Postpartum Depression

PPD Symptoms

What is Postpartum Depression (PPD)?

Postpartum depression (PPD) also called Postnatal Depression (PND) is when a woman experiences depression between one month and up to one year after the birth of a baby. PPD affects up to one in seven women (almost 16 per cent) giving birth in Australia. Sometimes it can be hard to tell the difference between clinical depression and the normal stress and exhaustion of new parenthood, but if your depressed mood is so strong you are unable to do your daily tasks then you could have PPD symptoms. According to the American Psychiatric Association, PPD can begin in the weeks after pregnancy or even before. (About half of women with PPD have symptoms during pregnancy.) The severity of depression after childbirth varies from mild to severe. There is a big difference between baby blues and PPD. Up to 80 per cent of women experience the baby blues in the early days after the birth due to changes in hormone levels. Baby blues include mood swings, anxiety, sadness, crying and last only a few days to a week or two after your baby is born. PPD lasts longer and is more intense.


What are the PPD Symptoms?

To be diagnosed with PPD you must meet the criteria for the following (with an onset in pregnancy or within 4 weeks of delivery).

Five or more of the following (including at least one of depressed mood and loss of interest or pleasure) in the same 2-week period. Each of these symptoms represents a change from previous functioning, and needs to be present nearly every day:

  • Depressed mood
  • Loss of interest or pleasure, most of the day;
  • Change in weight or appetite.
  • Sleep disturbance
  • Psychomotor retardation or agitation (observed);
  • Loss of energy or fatigue;
  • Worthlessness or guilt;
  • Difficulties with decision making
  • Thoughts of harming yourself or your baby
  • Recurrent thoughts of death or suicide
  • Difficulty bonding with your baby


How common is it?

More than 1 in 7 new mums experience PPD. For half of women diagnosed with PPD, this is their first episode of depression. About half of women who are later diagnosed with PPD may have begun experiencing symptoms during pregnancy–so it’s important to monitor your mental health pre, during and post pregnancy.

Why does it occur?

It is difficult to definitively pinpoint the cause of PPD, however, there are many factors that may contribute to its development. Possible factors include;

  • Biological changes that occur during pregnancy
  • Imbalances in levels of oxytocin and serotonin
  • Misinterpretation of, what research suggests are quite normal thoughts for a new parent, as something that is significant and threatening which may then be compounded by the added sense of responsibility a new parent feels to their child.
  • Thinking that you must be the “best mother” and holding yourself to unrealistic expectations.

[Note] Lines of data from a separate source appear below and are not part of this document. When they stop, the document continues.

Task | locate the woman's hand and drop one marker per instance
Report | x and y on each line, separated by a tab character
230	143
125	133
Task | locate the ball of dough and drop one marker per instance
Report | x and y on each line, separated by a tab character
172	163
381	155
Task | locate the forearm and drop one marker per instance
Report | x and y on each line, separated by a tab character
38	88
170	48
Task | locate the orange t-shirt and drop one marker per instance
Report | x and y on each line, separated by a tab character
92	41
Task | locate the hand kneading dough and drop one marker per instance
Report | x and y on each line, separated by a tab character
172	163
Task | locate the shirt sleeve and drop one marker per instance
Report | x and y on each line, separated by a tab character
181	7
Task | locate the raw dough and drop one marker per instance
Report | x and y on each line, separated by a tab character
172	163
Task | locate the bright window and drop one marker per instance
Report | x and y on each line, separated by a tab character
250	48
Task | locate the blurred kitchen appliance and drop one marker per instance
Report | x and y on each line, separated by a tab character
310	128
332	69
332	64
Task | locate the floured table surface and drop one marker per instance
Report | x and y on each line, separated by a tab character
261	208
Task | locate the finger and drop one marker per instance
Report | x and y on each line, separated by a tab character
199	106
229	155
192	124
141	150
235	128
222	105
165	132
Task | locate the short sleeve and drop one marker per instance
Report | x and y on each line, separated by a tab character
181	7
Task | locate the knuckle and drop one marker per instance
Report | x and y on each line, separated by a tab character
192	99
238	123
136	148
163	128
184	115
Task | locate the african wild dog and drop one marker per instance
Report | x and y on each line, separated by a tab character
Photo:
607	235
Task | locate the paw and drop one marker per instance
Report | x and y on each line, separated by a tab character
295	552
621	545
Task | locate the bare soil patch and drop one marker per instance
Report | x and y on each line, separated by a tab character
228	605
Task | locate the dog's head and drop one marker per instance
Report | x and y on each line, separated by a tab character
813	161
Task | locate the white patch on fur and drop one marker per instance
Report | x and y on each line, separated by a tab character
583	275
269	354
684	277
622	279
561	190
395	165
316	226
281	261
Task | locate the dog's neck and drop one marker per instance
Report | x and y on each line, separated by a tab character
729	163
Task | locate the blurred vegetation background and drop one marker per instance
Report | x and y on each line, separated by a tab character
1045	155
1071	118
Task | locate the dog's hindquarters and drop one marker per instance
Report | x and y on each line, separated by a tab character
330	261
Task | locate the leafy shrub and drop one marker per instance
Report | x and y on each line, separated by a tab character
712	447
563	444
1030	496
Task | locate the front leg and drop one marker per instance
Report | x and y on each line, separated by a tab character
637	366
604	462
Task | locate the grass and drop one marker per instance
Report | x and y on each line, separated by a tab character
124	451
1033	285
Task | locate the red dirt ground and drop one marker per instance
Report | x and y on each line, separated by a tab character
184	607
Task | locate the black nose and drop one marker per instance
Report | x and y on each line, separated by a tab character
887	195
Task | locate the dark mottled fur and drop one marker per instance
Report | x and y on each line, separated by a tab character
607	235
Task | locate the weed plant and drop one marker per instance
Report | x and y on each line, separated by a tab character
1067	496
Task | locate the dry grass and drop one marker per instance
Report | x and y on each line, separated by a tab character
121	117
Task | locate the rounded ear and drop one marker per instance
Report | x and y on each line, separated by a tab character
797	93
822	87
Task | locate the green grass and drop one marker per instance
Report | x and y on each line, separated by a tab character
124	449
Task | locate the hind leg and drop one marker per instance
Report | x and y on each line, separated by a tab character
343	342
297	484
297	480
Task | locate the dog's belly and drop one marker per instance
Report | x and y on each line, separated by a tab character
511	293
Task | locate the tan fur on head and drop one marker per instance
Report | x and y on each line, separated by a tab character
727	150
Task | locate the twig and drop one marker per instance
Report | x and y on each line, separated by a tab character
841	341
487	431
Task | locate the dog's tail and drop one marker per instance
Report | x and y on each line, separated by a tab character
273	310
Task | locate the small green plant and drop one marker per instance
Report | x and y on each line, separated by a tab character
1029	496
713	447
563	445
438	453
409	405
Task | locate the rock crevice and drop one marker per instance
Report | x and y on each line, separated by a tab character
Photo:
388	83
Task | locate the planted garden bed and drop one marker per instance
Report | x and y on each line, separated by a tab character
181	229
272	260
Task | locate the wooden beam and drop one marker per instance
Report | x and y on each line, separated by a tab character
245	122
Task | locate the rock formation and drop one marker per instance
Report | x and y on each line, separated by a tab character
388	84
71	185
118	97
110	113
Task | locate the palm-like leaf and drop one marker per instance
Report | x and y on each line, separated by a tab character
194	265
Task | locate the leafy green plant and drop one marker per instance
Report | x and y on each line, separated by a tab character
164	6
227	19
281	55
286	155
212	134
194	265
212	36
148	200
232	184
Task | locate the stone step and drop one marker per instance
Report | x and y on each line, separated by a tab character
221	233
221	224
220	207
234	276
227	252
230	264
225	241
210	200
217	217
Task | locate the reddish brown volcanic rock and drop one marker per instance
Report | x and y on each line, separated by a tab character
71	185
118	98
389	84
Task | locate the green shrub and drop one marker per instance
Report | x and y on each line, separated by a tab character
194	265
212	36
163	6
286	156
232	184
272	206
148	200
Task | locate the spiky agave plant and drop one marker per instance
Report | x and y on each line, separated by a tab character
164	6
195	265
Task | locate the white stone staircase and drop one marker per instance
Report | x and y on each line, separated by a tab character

Overall the current thinking is that depression is a combination of genetics and environment.

What about the Dads?

Most people are surprised to know that around 1 in 20 men experience depression during their partner’s pregnancy (antenatal) and up to 1 in 10 new dads struggle with depression following the birth of their baby (PPD). Life changes in many ways after having a child and sometimes it can be hard to adjust to these changes, particularly when sleep deprived. Like any adjustment, it is important for a new or expecting dad to seek support and treatment as early as possible.

What treatments are available?

Cognitive-behavioral therapy (CBT) and Behavioural Activation can help alter patterns of thinking, and change the way people feel and behave. Acceptance and Commitment Therapy on the other hand may help individuals manage (rather than try to change) the difficulties they experience while developing new life goals. These are well validated, widely used therapies that can target depressive issues in different ways.